Marcas locais são verdadeiras oficinas de inovação, lançando produtos que são completamente novos no mercado, seja por trazer ideias de produtos consolidados do exterior, como as famosas pipocas gourmet, quanto por lançar produtos até então desconhecidos, mas que preenchem uma necessidade óbvia do consumidor.

Essas marcas locais de produtos industrializados podem até ter começado depois de uma ideia mirabolante na cozinha da casa, mas crescem e se desenvolvem sendo verdadeiros cases de sucesso. Ainda que algumas lojas demorem para abrir espaço para essas marcas locais, preferindo produtos ultraprocessados de grandes marcas convencionais, as marcas locais brasileiras perseveram e chegam inclusive a ganhar notoriedade fora do Brasil, ao mesmo tempo que lutam para apresentar os sabores do Brasil aos brasileiros.

Exemplo disso é a Soul Brasil, marca de geleias, vinagres e molhos de pimentas à base de frutas e ingredientes brasileiros, que no meio de 2019 contava vendas do último ano de 4500 geleias no mercado brasileiro e 6000 no exterior.

Justamente por já nascerem antenadas em tendências como a busca do consumidor por alimentação mais natural e saudável, por exemplo, essas marcas são mais ágeis e colocam produtos que tornam-se verdadeiros sucesso com mais rapidez do que os grandes fabricantes.
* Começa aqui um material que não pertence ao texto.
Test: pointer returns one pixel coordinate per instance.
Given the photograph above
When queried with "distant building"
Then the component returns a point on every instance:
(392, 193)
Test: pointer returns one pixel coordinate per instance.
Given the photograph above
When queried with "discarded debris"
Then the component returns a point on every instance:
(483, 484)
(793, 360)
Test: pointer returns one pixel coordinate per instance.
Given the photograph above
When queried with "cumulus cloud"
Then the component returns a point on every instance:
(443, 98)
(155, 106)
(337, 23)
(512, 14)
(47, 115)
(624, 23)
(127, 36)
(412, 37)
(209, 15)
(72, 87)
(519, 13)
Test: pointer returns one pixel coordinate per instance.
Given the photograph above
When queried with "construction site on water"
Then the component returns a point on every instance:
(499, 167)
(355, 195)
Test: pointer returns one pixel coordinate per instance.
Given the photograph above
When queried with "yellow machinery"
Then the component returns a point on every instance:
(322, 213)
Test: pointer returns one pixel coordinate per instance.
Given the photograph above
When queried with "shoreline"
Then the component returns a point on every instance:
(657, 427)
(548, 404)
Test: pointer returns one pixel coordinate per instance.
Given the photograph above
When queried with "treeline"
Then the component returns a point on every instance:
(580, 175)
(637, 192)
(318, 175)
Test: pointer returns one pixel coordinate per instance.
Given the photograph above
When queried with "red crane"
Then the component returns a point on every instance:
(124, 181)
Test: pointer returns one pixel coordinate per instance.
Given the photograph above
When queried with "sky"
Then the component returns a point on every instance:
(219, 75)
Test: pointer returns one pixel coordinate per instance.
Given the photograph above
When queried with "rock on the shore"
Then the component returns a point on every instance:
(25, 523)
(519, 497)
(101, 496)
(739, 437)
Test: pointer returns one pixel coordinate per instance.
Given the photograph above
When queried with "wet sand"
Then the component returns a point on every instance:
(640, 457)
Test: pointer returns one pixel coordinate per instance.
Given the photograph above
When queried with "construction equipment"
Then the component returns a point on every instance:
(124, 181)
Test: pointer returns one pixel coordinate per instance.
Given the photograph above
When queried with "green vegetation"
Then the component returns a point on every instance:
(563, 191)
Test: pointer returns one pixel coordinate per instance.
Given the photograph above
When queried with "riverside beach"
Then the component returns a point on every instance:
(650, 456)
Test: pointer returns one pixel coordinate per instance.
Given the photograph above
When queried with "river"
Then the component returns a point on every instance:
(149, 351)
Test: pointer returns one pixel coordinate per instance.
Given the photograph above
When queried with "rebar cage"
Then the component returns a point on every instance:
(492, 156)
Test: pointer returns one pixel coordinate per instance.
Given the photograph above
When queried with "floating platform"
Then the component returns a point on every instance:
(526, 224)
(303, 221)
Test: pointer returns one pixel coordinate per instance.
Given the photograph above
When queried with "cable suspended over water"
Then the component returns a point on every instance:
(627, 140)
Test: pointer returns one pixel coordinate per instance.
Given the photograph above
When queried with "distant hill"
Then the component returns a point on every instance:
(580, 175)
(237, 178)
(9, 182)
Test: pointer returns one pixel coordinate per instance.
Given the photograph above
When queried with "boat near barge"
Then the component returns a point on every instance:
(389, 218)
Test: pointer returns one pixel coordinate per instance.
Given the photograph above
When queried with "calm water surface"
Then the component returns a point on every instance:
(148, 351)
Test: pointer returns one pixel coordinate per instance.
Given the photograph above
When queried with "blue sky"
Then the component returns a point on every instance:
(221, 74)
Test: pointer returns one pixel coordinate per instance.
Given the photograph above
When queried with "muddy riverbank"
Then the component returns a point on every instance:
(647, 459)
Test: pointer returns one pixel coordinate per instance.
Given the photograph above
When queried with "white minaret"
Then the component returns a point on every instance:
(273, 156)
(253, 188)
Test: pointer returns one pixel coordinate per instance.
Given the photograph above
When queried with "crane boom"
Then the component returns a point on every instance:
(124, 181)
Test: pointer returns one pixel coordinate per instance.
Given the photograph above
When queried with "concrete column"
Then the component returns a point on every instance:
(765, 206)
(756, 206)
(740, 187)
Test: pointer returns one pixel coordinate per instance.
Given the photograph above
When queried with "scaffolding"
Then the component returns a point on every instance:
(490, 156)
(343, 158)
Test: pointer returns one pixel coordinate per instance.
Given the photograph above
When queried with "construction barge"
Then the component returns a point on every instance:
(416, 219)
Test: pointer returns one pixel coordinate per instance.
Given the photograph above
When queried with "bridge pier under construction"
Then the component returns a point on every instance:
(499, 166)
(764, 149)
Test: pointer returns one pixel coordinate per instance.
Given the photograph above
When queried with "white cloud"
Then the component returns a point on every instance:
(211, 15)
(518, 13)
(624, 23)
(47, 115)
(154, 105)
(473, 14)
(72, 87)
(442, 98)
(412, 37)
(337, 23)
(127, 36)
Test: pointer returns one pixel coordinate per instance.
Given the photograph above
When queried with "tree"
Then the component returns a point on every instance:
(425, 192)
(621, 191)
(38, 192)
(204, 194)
Esses mesmos grandes fabricantes pagam fortunas por essas empresas, como no caso da Unilever, que adquiriu a fabricante de alimentos orgânicos Mãe Terra em 2017, buscando posicionar-se rapidamente nessa tendência.

Assim como fabricantes precisam se manter alertas para não perderem as janelas de oportunidades, os comércios que identificam e oferecem uma variedade de marcas locais, juntamente das alternativas de marcas conhecidas, consegue personalizar a oferta de produtos da loja ao seu público e fidelizá-lo de maneira mais adequada, como disse uma diretora comercial de um grande empório numa conversa, “sem ficar brigando por preço com a loja do lado”. 

Para ajudar todos nessa cadeia de consumo local, comércios, fabricantes e consumidores, a Locale atua construindo pontes entre o lojistas e marcas, fortalecendo o ecossistema através de 3 princípios básicos:

  1. Auxiliar marcas a se prepararem para atuar no varejo, com conteúdos estratégicos, visibilidade aos varejistas pela plataforma Locale, fortalecimento da comunidade local e negociação de parcerias que beneficiem o ecossistema de marcas locais, como a parceria com a Tiny.
  2. Engajar o varejo a utilizar o leque de marcas locais de maneira assertiva, identificando tendências e otimizando o processo de escolha de produtos para oferecer um sortimento ainda mais relevante aos seus clientes, através da plataforma Locale, eventos e materiais exclusivos.
  3. Conscientizar o consumidor sobre a importância das marcas locais e seus efeitos multiplicadores na sociedade, desde a produção até o consumo final de produtos melhores e mais responsáveis.